Мы едим вволю и припиваем сладкое вино да пиво.
Апосля мы с Шик идем в ее комнату и заваливаемся на кровать, штобы еда улеглась. У ей прохладно и сумрачно, а кровать мягкая и уютная. Мы лежим вобнимку. Иногда Шик газету вслух читает. В новостях сплошной кошмар. Драки да ругань, да выливание помоев, о том, штобы мир наладить, даже никто не заикается.

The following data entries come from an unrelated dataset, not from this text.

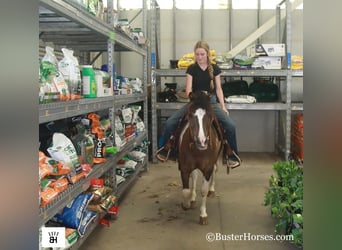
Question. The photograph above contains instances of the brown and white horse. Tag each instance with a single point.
(198, 151)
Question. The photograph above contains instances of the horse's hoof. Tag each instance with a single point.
(211, 194)
(203, 220)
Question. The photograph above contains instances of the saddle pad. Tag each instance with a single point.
(240, 99)
(235, 87)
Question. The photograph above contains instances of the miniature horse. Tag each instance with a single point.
(199, 148)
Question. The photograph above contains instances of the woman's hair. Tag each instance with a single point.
(204, 45)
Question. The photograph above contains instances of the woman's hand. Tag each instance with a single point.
(225, 109)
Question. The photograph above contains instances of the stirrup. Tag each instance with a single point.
(160, 157)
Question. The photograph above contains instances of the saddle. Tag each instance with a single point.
(171, 144)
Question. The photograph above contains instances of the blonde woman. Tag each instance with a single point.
(203, 76)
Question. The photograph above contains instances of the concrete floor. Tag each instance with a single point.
(150, 215)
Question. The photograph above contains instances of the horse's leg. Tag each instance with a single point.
(211, 192)
(186, 190)
(194, 176)
(203, 208)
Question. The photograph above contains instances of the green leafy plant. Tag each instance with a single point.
(285, 197)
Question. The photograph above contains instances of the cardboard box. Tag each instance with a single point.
(277, 49)
(267, 62)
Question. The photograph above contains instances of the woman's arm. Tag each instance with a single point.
(219, 93)
(188, 86)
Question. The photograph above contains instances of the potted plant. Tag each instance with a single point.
(285, 197)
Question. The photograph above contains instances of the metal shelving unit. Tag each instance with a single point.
(284, 108)
(67, 25)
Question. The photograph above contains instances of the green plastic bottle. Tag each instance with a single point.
(88, 79)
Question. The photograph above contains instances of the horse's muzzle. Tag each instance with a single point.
(201, 144)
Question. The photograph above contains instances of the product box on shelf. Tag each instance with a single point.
(276, 49)
(267, 62)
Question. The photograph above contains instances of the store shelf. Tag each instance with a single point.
(66, 24)
(230, 106)
(74, 190)
(297, 107)
(298, 73)
(124, 99)
(61, 110)
(248, 73)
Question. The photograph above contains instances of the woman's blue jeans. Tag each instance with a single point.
(224, 119)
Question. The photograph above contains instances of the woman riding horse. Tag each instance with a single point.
(203, 76)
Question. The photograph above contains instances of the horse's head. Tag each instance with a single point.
(200, 117)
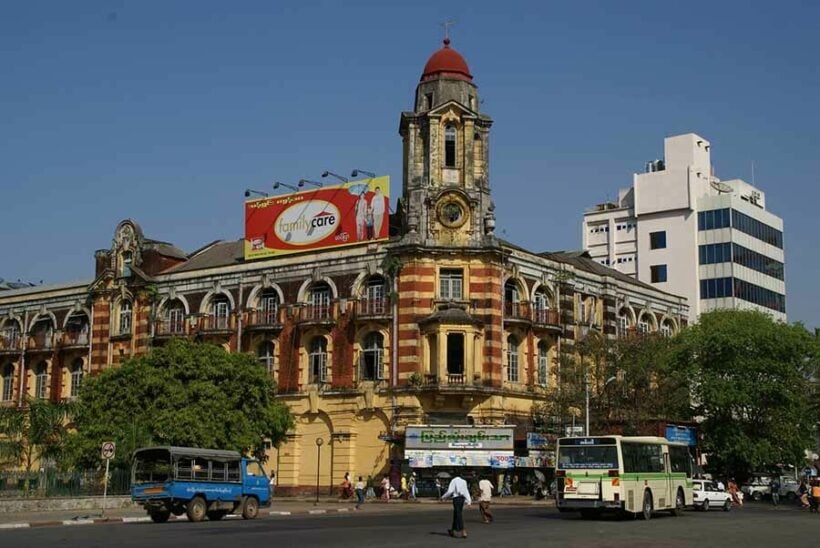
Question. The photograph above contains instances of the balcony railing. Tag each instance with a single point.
(216, 324)
(75, 337)
(10, 343)
(546, 317)
(316, 313)
(264, 318)
(41, 341)
(170, 328)
(517, 311)
(373, 308)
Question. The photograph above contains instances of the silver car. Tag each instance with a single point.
(705, 495)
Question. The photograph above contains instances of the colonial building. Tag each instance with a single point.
(444, 323)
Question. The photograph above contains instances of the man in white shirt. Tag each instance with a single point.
(486, 489)
(458, 491)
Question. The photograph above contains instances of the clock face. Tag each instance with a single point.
(451, 213)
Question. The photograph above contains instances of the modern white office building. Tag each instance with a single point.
(685, 231)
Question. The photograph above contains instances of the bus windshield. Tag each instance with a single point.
(152, 467)
(592, 456)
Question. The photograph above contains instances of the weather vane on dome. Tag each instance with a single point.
(447, 24)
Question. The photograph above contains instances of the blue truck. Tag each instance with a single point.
(201, 483)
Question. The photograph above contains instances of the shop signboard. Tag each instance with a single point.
(420, 458)
(538, 441)
(683, 434)
(318, 218)
(459, 437)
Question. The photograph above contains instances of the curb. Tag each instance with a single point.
(147, 519)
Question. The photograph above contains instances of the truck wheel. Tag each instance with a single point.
(197, 509)
(159, 516)
(680, 503)
(216, 515)
(646, 509)
(251, 508)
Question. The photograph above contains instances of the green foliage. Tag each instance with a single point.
(34, 433)
(184, 393)
(750, 385)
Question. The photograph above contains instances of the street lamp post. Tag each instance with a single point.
(319, 442)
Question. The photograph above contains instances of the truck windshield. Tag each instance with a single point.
(593, 456)
(152, 467)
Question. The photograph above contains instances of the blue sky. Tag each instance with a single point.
(165, 112)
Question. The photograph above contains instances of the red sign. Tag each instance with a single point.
(341, 215)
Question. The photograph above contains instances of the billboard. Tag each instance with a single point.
(459, 437)
(318, 218)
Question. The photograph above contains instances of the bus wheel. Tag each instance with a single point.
(680, 503)
(197, 509)
(646, 511)
(251, 508)
(216, 515)
(159, 516)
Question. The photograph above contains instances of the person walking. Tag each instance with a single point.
(359, 493)
(371, 493)
(486, 490)
(774, 487)
(458, 491)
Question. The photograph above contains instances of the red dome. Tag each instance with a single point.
(448, 63)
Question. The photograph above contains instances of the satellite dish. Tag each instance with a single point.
(722, 188)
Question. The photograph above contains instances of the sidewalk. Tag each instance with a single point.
(281, 507)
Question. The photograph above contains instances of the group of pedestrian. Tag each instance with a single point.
(459, 492)
(809, 494)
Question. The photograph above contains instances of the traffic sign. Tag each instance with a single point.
(108, 449)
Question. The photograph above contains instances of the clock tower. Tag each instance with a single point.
(446, 186)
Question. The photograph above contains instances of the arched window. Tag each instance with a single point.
(374, 302)
(8, 382)
(449, 146)
(371, 365)
(265, 354)
(317, 360)
(543, 364)
(10, 336)
(76, 378)
(512, 358)
(319, 305)
(541, 304)
(127, 259)
(269, 307)
(511, 300)
(220, 311)
(41, 378)
(175, 318)
(125, 318)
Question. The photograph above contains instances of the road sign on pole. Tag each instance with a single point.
(107, 452)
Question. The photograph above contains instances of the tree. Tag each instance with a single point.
(183, 393)
(750, 385)
(34, 433)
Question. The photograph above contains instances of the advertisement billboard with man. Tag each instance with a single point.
(346, 214)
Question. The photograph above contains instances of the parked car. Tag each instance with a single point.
(705, 495)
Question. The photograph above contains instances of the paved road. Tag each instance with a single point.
(426, 526)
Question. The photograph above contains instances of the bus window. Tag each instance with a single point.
(680, 460)
(594, 456)
(642, 457)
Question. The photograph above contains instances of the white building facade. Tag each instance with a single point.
(682, 229)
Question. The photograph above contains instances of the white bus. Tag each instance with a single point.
(637, 475)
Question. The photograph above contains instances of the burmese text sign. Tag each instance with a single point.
(341, 215)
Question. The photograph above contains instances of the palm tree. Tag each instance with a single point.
(33, 433)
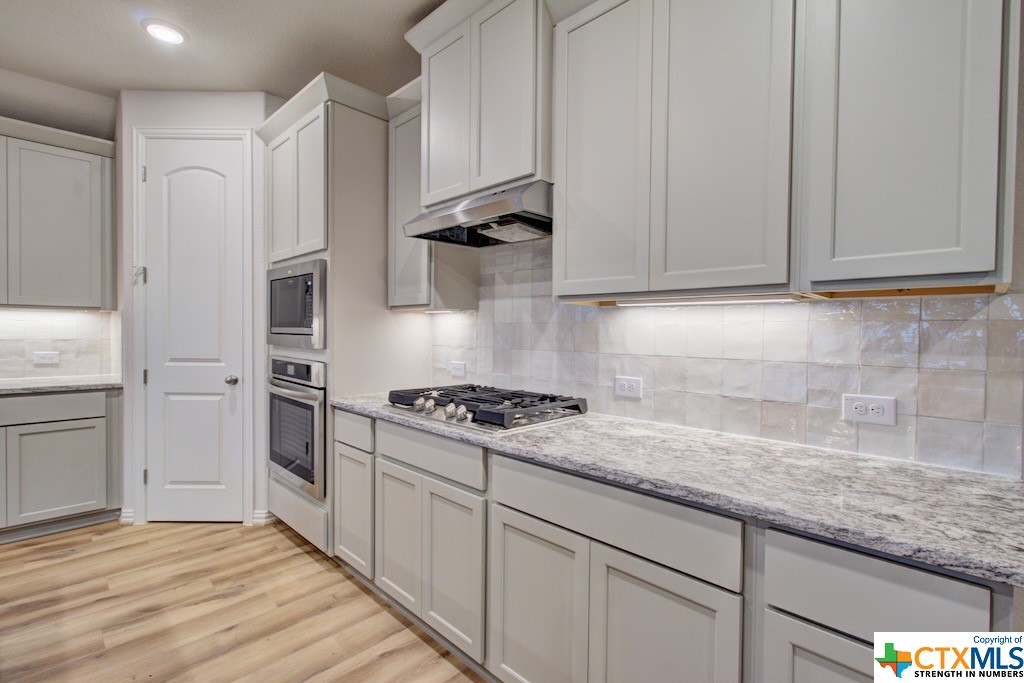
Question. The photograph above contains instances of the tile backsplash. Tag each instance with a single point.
(89, 342)
(775, 371)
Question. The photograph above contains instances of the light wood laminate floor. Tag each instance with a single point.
(199, 602)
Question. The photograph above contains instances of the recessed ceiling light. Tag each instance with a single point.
(164, 32)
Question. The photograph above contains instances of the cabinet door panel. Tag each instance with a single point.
(310, 166)
(503, 92)
(649, 623)
(720, 179)
(445, 117)
(898, 136)
(353, 499)
(55, 469)
(602, 148)
(798, 652)
(397, 536)
(54, 225)
(409, 258)
(281, 174)
(453, 564)
(538, 601)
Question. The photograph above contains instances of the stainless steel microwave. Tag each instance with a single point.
(296, 303)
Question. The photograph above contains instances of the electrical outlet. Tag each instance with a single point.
(631, 387)
(46, 357)
(870, 410)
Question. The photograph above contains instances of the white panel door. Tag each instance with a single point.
(897, 136)
(503, 42)
(397, 534)
(197, 207)
(310, 182)
(798, 652)
(55, 469)
(650, 624)
(454, 528)
(54, 225)
(602, 148)
(538, 601)
(353, 507)
(445, 117)
(720, 180)
(409, 258)
(281, 197)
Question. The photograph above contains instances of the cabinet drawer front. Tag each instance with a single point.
(354, 430)
(859, 594)
(454, 460)
(50, 408)
(293, 509)
(700, 544)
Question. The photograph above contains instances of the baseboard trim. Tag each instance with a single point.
(263, 517)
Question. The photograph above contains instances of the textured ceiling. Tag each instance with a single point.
(275, 46)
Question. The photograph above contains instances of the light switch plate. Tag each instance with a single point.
(45, 357)
(869, 410)
(631, 387)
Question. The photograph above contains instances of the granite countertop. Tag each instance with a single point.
(49, 384)
(962, 521)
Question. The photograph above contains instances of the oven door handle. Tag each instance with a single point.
(279, 388)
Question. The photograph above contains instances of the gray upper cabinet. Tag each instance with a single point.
(57, 207)
(602, 148)
(720, 176)
(897, 136)
(485, 99)
(297, 187)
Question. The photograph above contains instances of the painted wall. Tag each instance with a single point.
(775, 371)
(89, 342)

Все с ума посходивши, Шик говорит. Как тараканы в банке. Такое долго не подержится. Слушай, говорит мне, вот, к примеру, строят плотину и затопют землю, на которой индейцы жили спокон веков. А вот энто, кино снимают про мужика, который баб убивал, и тот же актер будет играть священника. А ты только посмотри на те туфли. Да разве они для ходьбы сделаны? Надень-ка их и будешь об одном мечтать, как бы до дома дохромать. А что ты думаешь они сделали с этим типом, который китайскую пару до смерти избил? Ничево.
Ну, говарю, есть же и хорошее.
Ага, говорит и страницу переворачивает, Мистер и миссис Хафлмайер объявляют о бракосочетании своей дочери Джун Сью. Семья Мориссов, с Эндоверского шоссе, устраивает прием для общины епископальной церкви. Миссис Херберт Иденфэйл ездила в Адирондаки навестить свою больную мать, миссис Джефри Худ, вдову.
Пожалста тебе, у всех счастливые рожи, Шик говорит, румяные да щекастые. И широко раскрытые невинные глаза. Будто и понятия не имеют, что там такое творится на первой странице. Только люди-то те же. Они и творят.